Work to get out from dad’s control
Dear Carolyn: I am a 19-year-old college student who is home for the summer. At my father’s insistence, I found a menial summer job. I had been offered a summer research position in my field of study, but my parents did not allow me to take it because it is located halfway across the country.
While I am upset about the internship, I am absolutely miserable at the job I ended up taking. I’m on my feet the whole time, and my shifts are given to me only a few days in advance, leaving me with no time to plan fun activities during the summer.
Where do I go from here? I have tried to find a new job, but nobody seems to be hiring. My dad knows how miserable I am, but when I alerted him that I was thinking of quitting, he screamed at me to the point where I just curled up in my room and cried for an entire day. – Miserable in the Midwest
If your father isn’t a bully, then he sure is acting like one.

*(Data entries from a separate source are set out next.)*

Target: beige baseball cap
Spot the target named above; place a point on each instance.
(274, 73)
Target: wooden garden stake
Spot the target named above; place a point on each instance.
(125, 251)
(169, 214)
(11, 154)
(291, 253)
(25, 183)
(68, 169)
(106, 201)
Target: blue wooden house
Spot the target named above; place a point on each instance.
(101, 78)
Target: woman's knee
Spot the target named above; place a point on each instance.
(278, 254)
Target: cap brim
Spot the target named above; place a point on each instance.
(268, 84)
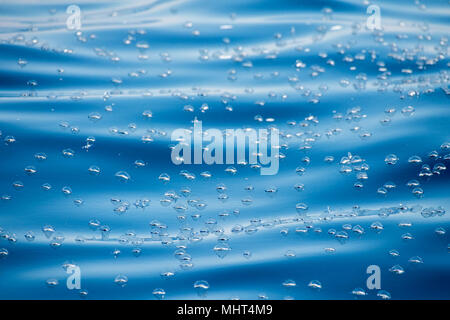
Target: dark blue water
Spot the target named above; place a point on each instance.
(70, 101)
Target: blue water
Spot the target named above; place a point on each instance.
(349, 92)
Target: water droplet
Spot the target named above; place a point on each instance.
(121, 280)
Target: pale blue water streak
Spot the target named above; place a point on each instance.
(52, 80)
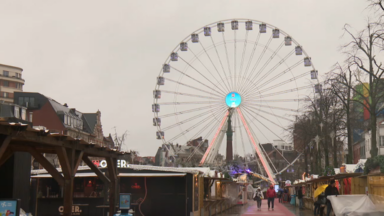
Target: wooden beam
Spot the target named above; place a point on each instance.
(4, 145)
(7, 154)
(64, 162)
(47, 165)
(96, 170)
(112, 166)
(78, 158)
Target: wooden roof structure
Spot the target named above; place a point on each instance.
(21, 137)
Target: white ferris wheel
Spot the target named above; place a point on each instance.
(240, 76)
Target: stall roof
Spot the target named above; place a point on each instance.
(152, 174)
(347, 175)
(164, 169)
(77, 175)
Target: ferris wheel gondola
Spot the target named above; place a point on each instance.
(251, 83)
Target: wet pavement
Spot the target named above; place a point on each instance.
(280, 209)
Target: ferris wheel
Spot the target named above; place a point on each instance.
(241, 79)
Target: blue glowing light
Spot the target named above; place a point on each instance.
(233, 99)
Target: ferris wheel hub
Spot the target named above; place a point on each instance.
(233, 99)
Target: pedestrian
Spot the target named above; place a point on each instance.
(258, 197)
(271, 194)
(329, 191)
(300, 196)
(280, 195)
(320, 201)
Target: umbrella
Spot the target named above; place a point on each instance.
(320, 190)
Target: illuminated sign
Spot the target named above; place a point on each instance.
(103, 163)
(233, 99)
(136, 186)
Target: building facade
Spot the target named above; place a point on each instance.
(11, 81)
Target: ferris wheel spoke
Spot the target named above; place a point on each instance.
(241, 134)
(284, 82)
(191, 102)
(221, 63)
(279, 100)
(221, 84)
(272, 114)
(229, 66)
(200, 73)
(214, 123)
(209, 57)
(273, 107)
(235, 62)
(242, 60)
(259, 59)
(289, 69)
(190, 128)
(189, 111)
(192, 118)
(277, 93)
(195, 80)
(267, 62)
(266, 137)
(191, 95)
(189, 86)
(262, 148)
(250, 58)
(266, 120)
(255, 85)
(285, 91)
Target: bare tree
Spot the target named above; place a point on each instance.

And to resolve a situation with someone who is/acts like a bully, your best course isn’t to zoom in on the situation itself, but instead to zoom out far enough to address the full scope of the problem.

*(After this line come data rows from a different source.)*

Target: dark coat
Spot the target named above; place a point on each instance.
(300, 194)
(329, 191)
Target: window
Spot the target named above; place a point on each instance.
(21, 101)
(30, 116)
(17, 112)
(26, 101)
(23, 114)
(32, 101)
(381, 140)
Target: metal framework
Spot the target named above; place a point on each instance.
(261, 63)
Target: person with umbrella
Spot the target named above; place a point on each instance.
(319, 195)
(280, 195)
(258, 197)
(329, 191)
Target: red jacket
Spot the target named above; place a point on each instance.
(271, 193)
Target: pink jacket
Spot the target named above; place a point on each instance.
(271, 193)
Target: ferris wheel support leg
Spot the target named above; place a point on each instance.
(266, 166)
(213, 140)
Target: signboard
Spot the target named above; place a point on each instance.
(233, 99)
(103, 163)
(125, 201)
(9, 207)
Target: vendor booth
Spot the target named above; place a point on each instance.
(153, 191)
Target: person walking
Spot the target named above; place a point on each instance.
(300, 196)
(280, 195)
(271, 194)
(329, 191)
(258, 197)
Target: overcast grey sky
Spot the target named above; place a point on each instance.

Translation: The solution isn’t to fix the summer job, it’s to position yourself beyond your father’s control.
If I were to advise “Pay your own tuition and support yourself,” it would likely seem impossible, so I’ll break the elephant into small bites. Put in a call to your school’s financial aid office. Talk to a mentor in your field if you have one, and find one if you don’t, to see if there’s scholarship money for talented students; that internship suggests you fit that description. Use those unplanned days off to figure out if any combination of scholarships, loans and a job during the school year can free you to make your own choices. These concrete actions alone have the power to alleviate a lot of your current frustration.